The report criticizes, albeit gently, Republican Reps. Boehner, Shimkus, Alexander, Deborah Pryce, Eric Cantor and Roy Blunt for meeting, after the Foley affair had been referred to the House Ethics Committee, to compare stories about the case. (Reynolds, at least, had the good sense to conclude that it wouldn't be prudent to be involved in such a meeting.) It also criticizes members of Hastert's team for preparing and publishing a chronology of the case just as the news of it broke. While the committee says that it understands the "need in a political environment to respond quickly to perceived negative press reports," it says that the efforts at coordination and statement making could have hindered the committee's efforts to uncover witnesses' own individual recollections about events in the scandal.

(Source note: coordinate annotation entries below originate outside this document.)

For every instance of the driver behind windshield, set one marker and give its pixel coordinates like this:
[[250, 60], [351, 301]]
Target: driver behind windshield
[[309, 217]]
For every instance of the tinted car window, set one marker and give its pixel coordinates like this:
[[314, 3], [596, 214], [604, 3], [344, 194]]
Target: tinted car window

All told, the report says, the committee was troubled by a "pattern of conduct" exhibited "by many individuals" who remained "willfully ignorant of the potential consequences of Rep. Foley's conduct with respect to House pages." "As a general matter," the report says, "the committee observed a disconcerting unwillingness to take responsibility for resolving issues regarding Rep. Foley's conduct ... Some relied on unreasonably fine distinctions regarding their defined responsibilities ... Almost no one followed up adequately on the limited actions they did take."


By Tim Grieve

Tim Grieve is a senior writer and the author of Salon's War Room blog.